Se todos transformassem as palavras em actos talvez pudéssemos ajudar quem tanto precisa.
Finalmente volto a recordar que o artigo divulgado pelo BigSlam é sobre desporto!
Felicidades para si!
Carlos Trocado
É verdade Luís.
O sucesso de um país é o seu sistema educativo, sistema de transportes, sistema de saúde, sistema rodo e ferroviário, sistema de saneamento básico e político. Do sistema de comunicações e o sistema produtivo. Enfim, do sistema económico.
Temos de admitir que quando um país ou o seu povo (maioria) toma determinadas opções tem de levar com as suas consequências.

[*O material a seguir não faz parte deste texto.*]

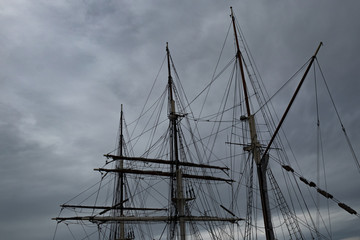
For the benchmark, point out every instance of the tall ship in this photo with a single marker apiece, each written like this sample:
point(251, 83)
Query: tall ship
point(218, 166)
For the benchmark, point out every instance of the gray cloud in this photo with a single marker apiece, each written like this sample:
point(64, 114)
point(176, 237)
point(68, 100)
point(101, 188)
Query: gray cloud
point(67, 65)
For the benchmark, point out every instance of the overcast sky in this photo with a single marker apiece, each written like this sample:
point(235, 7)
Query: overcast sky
point(67, 65)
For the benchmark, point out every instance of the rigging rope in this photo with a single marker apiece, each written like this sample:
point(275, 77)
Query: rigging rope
point(342, 125)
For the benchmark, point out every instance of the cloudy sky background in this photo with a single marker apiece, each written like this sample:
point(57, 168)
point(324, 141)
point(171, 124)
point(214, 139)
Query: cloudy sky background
point(66, 66)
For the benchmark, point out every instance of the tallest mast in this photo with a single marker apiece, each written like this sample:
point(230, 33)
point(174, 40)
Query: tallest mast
point(261, 163)
point(177, 195)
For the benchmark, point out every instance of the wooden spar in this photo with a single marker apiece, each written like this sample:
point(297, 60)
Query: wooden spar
point(261, 163)
point(107, 207)
point(292, 100)
point(121, 176)
point(165, 174)
point(148, 219)
point(161, 161)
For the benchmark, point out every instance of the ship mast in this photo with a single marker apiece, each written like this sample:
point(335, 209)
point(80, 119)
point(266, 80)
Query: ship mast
point(177, 197)
point(261, 163)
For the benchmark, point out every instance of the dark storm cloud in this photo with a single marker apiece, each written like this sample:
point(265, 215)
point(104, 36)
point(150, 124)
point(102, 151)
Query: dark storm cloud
point(67, 65)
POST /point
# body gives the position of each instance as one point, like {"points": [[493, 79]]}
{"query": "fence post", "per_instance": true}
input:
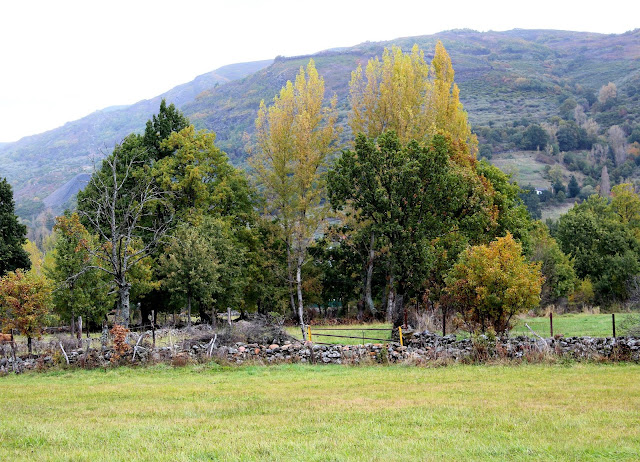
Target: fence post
{"points": [[153, 327], [613, 321]]}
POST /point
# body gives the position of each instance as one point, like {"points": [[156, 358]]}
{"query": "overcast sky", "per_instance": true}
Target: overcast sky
{"points": [[61, 60]]}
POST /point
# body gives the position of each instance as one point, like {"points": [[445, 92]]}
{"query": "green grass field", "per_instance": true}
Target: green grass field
{"points": [[324, 413], [569, 325]]}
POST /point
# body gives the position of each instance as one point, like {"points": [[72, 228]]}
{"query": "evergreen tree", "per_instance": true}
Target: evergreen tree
{"points": [[574, 187], [160, 127], [12, 233]]}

Nos expulsámos os brancos e outros peles-claras de África posto que acreditávamos (acreditamos) que eles eram desnecessários. Tudo bem, faz parte da coisa histórica.

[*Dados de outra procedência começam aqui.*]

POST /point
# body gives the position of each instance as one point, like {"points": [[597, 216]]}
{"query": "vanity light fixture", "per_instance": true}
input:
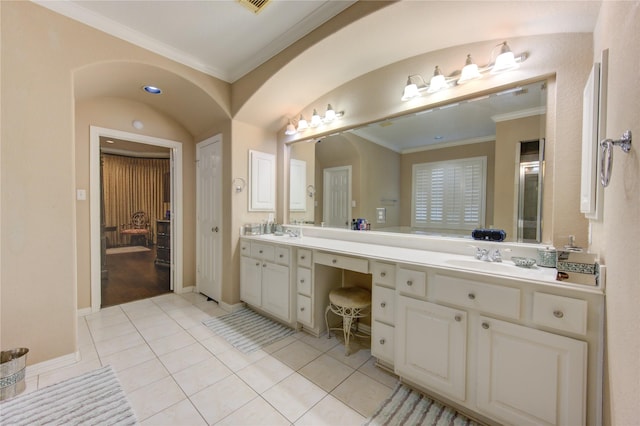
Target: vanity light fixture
{"points": [[302, 124], [505, 61], [316, 121], [469, 72]]}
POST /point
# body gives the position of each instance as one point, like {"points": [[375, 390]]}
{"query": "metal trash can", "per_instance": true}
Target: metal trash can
{"points": [[12, 369]]}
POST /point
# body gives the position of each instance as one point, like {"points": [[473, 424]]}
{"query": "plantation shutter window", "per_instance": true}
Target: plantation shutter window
{"points": [[449, 194]]}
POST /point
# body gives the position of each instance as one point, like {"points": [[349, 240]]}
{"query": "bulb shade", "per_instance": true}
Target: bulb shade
{"points": [[410, 91], [330, 115], [505, 61], [291, 130], [315, 119], [469, 72], [437, 82], [302, 124]]}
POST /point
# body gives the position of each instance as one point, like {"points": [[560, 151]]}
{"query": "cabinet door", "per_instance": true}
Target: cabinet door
{"points": [[250, 288], [382, 341], [431, 345], [528, 376], [276, 289]]}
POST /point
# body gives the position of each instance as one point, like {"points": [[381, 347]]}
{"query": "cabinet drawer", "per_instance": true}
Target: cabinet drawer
{"points": [[559, 312], [383, 273], [488, 298], [282, 255], [382, 342], [383, 304], [245, 248], [263, 251], [412, 282], [304, 258], [304, 281], [304, 310], [343, 262]]}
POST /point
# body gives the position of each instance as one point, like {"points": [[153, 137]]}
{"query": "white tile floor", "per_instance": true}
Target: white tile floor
{"points": [[175, 371]]}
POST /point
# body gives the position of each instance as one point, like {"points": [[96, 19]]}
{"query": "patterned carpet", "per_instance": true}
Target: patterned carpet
{"points": [[247, 330], [408, 407], [94, 398]]}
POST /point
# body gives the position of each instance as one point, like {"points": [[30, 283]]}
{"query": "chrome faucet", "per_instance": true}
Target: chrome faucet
{"points": [[292, 233], [487, 255]]}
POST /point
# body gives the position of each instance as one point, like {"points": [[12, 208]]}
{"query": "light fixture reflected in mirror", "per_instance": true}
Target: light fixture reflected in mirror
{"points": [[316, 121]]}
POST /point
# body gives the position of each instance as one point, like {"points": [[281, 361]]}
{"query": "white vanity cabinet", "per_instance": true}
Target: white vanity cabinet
{"points": [[265, 279], [431, 346], [530, 377], [383, 312], [512, 353]]}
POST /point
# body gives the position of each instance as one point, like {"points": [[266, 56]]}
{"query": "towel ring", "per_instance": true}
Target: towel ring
{"points": [[606, 155]]}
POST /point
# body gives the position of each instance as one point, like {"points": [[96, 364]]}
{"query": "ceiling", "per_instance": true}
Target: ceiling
{"points": [[226, 40]]}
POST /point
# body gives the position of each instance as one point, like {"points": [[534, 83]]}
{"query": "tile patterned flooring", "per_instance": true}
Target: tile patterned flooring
{"points": [[175, 371]]}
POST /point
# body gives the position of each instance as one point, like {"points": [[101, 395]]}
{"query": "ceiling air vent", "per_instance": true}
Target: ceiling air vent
{"points": [[254, 5]]}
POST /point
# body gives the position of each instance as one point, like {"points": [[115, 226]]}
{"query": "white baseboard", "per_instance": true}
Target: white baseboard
{"points": [[52, 364], [231, 308], [84, 312]]}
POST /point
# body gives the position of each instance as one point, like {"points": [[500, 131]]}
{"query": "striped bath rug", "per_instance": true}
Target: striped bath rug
{"points": [[247, 330], [94, 398], [408, 407]]}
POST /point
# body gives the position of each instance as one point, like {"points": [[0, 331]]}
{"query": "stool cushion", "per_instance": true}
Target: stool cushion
{"points": [[350, 297]]}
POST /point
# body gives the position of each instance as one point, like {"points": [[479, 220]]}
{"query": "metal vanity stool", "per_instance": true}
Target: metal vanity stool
{"points": [[350, 303]]}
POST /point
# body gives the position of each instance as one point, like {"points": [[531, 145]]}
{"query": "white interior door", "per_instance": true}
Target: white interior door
{"points": [[209, 217], [337, 196]]}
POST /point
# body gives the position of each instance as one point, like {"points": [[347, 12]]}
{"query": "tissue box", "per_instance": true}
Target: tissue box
{"points": [[577, 267]]}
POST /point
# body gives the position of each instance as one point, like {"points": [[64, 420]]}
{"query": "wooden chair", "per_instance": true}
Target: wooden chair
{"points": [[138, 231]]}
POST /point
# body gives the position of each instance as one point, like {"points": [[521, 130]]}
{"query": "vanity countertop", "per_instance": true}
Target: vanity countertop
{"points": [[428, 258]]}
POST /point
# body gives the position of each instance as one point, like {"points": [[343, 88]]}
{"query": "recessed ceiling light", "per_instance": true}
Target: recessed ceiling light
{"points": [[152, 89]]}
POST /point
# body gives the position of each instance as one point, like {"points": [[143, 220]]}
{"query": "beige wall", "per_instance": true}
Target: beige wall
{"points": [[508, 136], [42, 224], [304, 151], [484, 149], [563, 59], [117, 114], [617, 236]]}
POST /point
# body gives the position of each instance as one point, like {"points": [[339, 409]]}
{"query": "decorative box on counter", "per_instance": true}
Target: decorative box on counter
{"points": [[578, 267]]}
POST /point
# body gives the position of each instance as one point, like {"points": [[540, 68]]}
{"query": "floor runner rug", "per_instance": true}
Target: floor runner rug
{"points": [[247, 330], [94, 398], [129, 249], [408, 407]]}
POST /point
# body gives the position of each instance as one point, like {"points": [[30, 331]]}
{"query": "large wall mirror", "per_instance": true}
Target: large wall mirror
{"points": [[475, 163]]}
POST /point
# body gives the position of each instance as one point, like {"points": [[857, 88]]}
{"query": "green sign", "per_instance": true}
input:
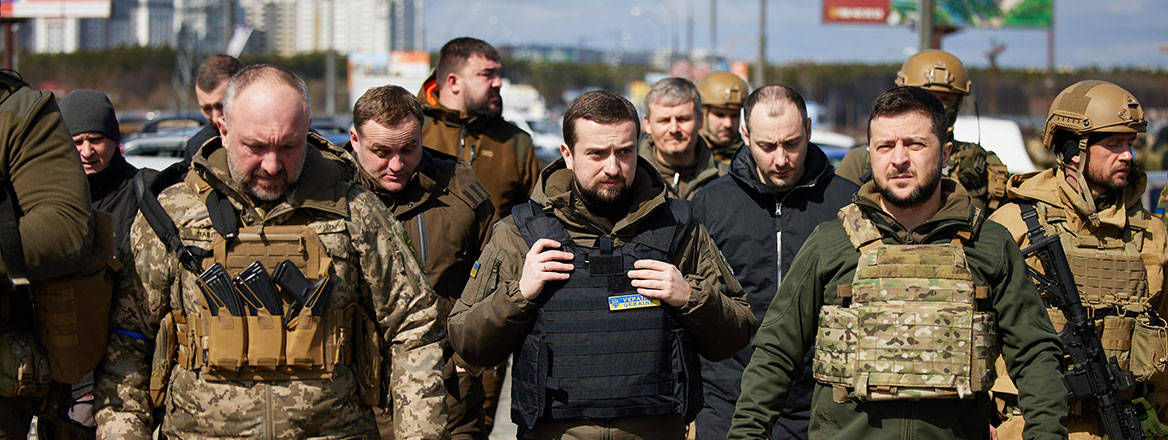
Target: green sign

Todavia, temos de aceitar que nós, os africanos, percamos as prerrogativas que os europeus nos trouxeram para África, in illo tempore, e que nos permitiu dar saltos civilizacionais. Temos de o admitir, para o bem e para o mal. Portanto, não podemos reclamar vagas nas escolas superiores na Europa, acesso facilitado aos sistemas de saúde europeus e sobretudo abstermos de exigir ajuda quando algo nos corre mal militar e ambientalmente.
Sejamos sérios, corajosos e trabalhadores pois o que decorre desta imagem e sublinhado pelo Luís Catalau, é que em África houve décadas de progresso, dinamismo incorrupto e sabedoria administrativa.
Luis 'Manduca' Russell
Parabéns, Grande Malhanga!
josé carlos alves da silva
Lembro me muito bem destes jogos espectaculares. Belos tempos. Saudades. Parabéns ao Malhanga
Jorge Diniz Sousa
Grande BAÚ, cheio de memórias incríveis, muito bom recordar esses tempos . Um grande ABRAÇO PARA O EUSTACIO DIAS DO JORGE DINIZ!!!!